# Andy Bolton 953pounds Deadlift RAW



## Bambi (Jul 1, 2009)

432.5kg and makes it looks like a piece of playdo. Biggest raw deadlift ever!


----------



## Guest (May 26, 2010)

he makes it look soo easy doesn't he??

Makes you sick!


----------



## doylejlw (Feb 14, 2010)

that is quality! dunno if would wanna look like that though :whistling:


----------



## gumballdom (Dec 14, 2008)

lol looked like he didnt even break a sweat! not sure if he was wearing a big enough t-shirt at the end though!


----------



## 8103 (May 5, 2008)

doylejlw said:


> that is quality! dunno if would wanna look like that though :whistling:


biggest deadlift in the world who give's a sh1t what you look like lol


----------



## kgb (Sep 13, 2009)

Love it


----------



## doylejlw (Feb 14, 2010)

see poundstone doing 800 pounds doing 9 reps, now that fella is a beast wouldnt mind having his body.


----------



## Bambi (Jul 1, 2009)

Poundstone's work ethic is an inspiration. If you don't want to lift after watching his videos you have no soul 

But yeah if I could deadlift like Bolton I wouldn't care WHAT I looked like


----------



## doylejlw (Feb 14, 2010)

yer true watch couple his videos make me wanna get straight down gym, he def my fav strong man future world strongest man! yer true i was well happy getting 200kg 3 reps today :laugh:


----------



## doylejlw (Feb 14, 2010)

makes me wanna get down gym do couple more sets now


----------



## BlitzAcez (Mar 6, 2008)

that was better though!


----------



## adamdutton (May 13, 2008)

i dont know anything about the rules of deadlift but to me he looked like he had some sort of suit on? does raw just mean no wrist or knee straps?


----------



## eurgar (May 5, 2008)

Great lift. Was half expecting deeppurple to pop up telling him he should not wear a suit:lol:


----------



## BlitzAcez (Mar 6, 2008)

eurgar said:


> Great lift. Was half expecting deeppurple to pop up telling him he should not wear a suit:lol:


I heard that deeppurple broke andy botlons world record yesterday after attempting to lift 140kg to prove he could lift more than him. But it was actually 140kg.


----------



## adamdutton (May 13, 2008)

just looked and the ones that arnt classed as raw is a total different suit, so what is the suit he has on in his raw lift what is the purpose of it?


----------



## BLUTOS (Mar 5, 2005)

Its just old fashioned lifting "leotard". Check out INZER site they still sell em I think.
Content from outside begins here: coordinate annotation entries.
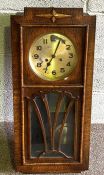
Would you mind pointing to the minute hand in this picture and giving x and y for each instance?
(56, 49)
(53, 56)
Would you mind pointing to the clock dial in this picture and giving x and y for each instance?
(53, 57)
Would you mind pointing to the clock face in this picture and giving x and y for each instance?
(53, 57)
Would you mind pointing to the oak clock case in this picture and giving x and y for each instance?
(52, 56)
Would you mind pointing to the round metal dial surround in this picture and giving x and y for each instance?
(53, 57)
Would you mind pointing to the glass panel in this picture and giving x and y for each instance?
(52, 137)
(37, 142)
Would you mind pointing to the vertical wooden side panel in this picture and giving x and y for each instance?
(15, 33)
(86, 123)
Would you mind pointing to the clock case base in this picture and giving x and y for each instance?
(24, 82)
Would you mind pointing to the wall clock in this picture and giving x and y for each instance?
(52, 56)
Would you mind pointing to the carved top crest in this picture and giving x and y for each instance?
(53, 15)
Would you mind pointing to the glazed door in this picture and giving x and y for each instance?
(52, 125)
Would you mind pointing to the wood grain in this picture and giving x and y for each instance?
(81, 30)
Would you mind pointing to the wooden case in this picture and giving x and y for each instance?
(26, 86)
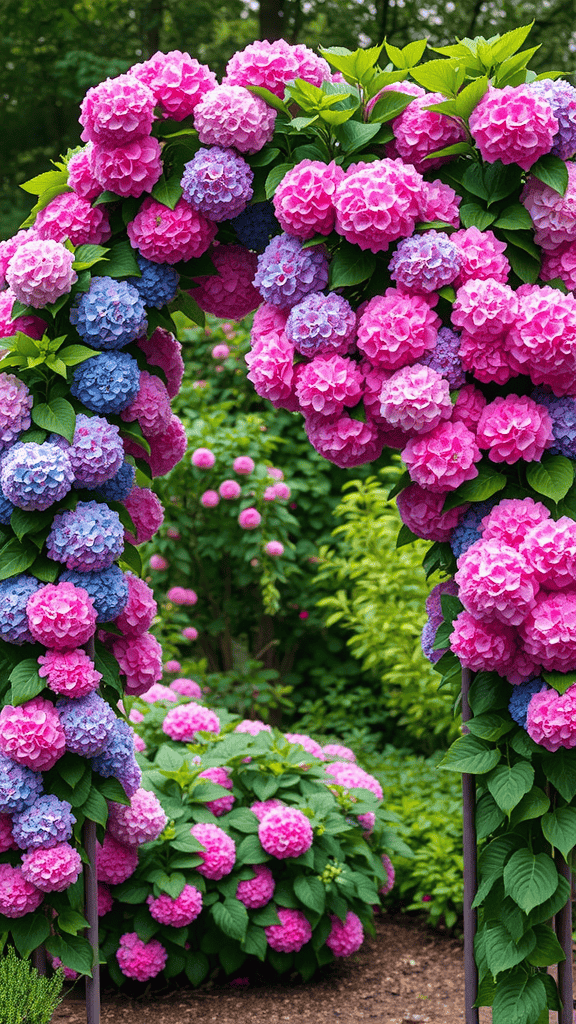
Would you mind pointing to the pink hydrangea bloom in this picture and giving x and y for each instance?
(229, 115)
(444, 458)
(548, 632)
(218, 856)
(69, 216)
(177, 911)
(396, 329)
(40, 271)
(303, 201)
(258, 891)
(139, 960)
(70, 673)
(17, 896)
(176, 80)
(345, 936)
(53, 869)
(165, 236)
(139, 609)
(117, 111)
(183, 722)
(292, 933)
(285, 832)
(62, 615)
(483, 646)
(420, 510)
(140, 821)
(377, 203)
(146, 512)
(230, 292)
(513, 125)
(115, 861)
(139, 659)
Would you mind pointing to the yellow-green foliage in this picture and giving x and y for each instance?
(377, 596)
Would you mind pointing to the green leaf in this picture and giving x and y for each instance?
(56, 416)
(530, 879)
(468, 754)
(508, 783)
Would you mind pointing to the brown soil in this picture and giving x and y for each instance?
(407, 975)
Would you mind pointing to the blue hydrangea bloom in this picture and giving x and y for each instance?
(19, 786)
(87, 538)
(120, 485)
(108, 588)
(217, 182)
(13, 598)
(256, 225)
(34, 476)
(118, 759)
(107, 383)
(158, 284)
(522, 695)
(287, 271)
(110, 314)
(445, 359)
(44, 823)
(88, 724)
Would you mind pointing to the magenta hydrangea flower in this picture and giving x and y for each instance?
(513, 125)
(139, 659)
(176, 80)
(218, 855)
(177, 911)
(258, 891)
(396, 329)
(17, 895)
(40, 271)
(183, 722)
(345, 936)
(303, 201)
(513, 428)
(221, 805)
(141, 821)
(53, 869)
(165, 236)
(444, 458)
(139, 960)
(230, 116)
(292, 933)
(285, 832)
(230, 292)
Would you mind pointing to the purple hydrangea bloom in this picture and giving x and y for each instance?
(110, 314)
(118, 759)
(522, 695)
(120, 485)
(108, 588)
(287, 271)
(425, 262)
(562, 97)
(445, 359)
(19, 786)
(34, 476)
(158, 284)
(217, 182)
(322, 325)
(563, 415)
(46, 822)
(87, 538)
(107, 383)
(13, 599)
(88, 724)
(256, 225)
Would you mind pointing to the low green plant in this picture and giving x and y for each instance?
(26, 996)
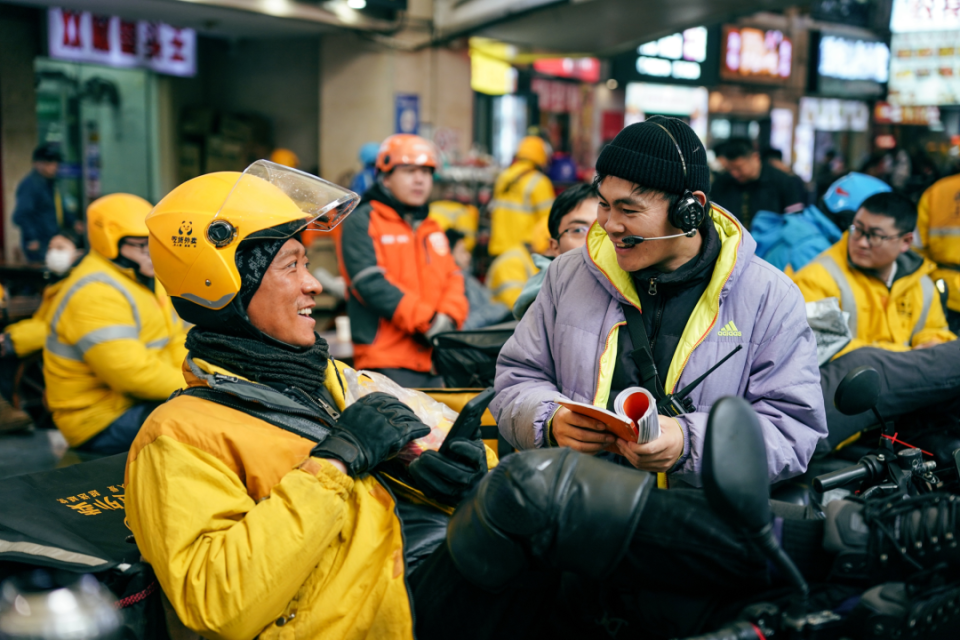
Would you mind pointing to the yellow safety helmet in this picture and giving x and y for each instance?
(196, 229)
(534, 149)
(285, 157)
(114, 217)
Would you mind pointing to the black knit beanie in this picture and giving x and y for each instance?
(644, 154)
(253, 260)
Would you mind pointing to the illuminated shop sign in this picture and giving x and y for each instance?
(755, 55)
(584, 69)
(924, 15)
(925, 68)
(848, 59)
(81, 36)
(675, 56)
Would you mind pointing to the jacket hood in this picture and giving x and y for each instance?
(737, 248)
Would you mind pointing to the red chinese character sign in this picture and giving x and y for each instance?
(108, 40)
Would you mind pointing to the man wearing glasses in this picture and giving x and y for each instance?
(114, 348)
(895, 315)
(572, 214)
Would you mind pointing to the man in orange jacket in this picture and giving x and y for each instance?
(403, 286)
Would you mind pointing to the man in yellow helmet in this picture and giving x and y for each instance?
(256, 493)
(522, 196)
(252, 492)
(115, 344)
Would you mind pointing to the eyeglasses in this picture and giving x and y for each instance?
(873, 239)
(575, 232)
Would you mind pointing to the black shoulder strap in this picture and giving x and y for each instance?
(642, 354)
(304, 427)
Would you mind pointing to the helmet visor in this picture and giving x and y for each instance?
(273, 201)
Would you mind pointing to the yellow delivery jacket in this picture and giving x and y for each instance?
(112, 343)
(938, 224)
(900, 318)
(28, 336)
(508, 273)
(250, 537)
(522, 197)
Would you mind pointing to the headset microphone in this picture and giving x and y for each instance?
(632, 241)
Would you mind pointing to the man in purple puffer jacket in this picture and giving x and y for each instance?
(700, 296)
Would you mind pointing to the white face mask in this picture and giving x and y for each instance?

Brill lift, if he kicked a soccer ball, he'd have a knighthood by now, so far ahead of the game in that lift its scary.


----------



## Guest (May 27, 2010)

adamdutton said:


> i dont know anything about the rules of deadlift but to me he looked like he had some sort of suit on? does raw just mean no wrist or knee straps?


Its called a singlet. if you lift in a comp you have to wear one. they offer NO support. Just make you look like a tool. :thumb:

In his 457 lift he did have a suit on though.


----------



## Ader (Nov 20, 2008)

BlitzAcez said:


> that was better though!


Nah - Not impressed - the wuss is using straps :whistling:


----------



## adonis (Mar 26, 2009)

eurgar said:


> Great lift. Was half expecting deeppurple to pop up telling him he should not wear a suit:lol:


What you didnt see is after the vid ends deeppurple walks up, no chalk and does 5 reps before giving Andy Bolton some more coaching tips  :lol:


----------



## Seyyed-Merat (Sep 1, 2007)

Awesome the guy made it look so easy! I reckon hes saving the big for another meet tbh!

As for his physique, he may have a fair amount of bf, but he is dense and very muscular theres alot of mass on the dude thats for sure, just imagine what hed look if he stripped down to 11%, but of course theres no point as hes a powerlifter end of tbh.


----------



## robisco11 (Dec 8, 2007)

thats the dream!


----------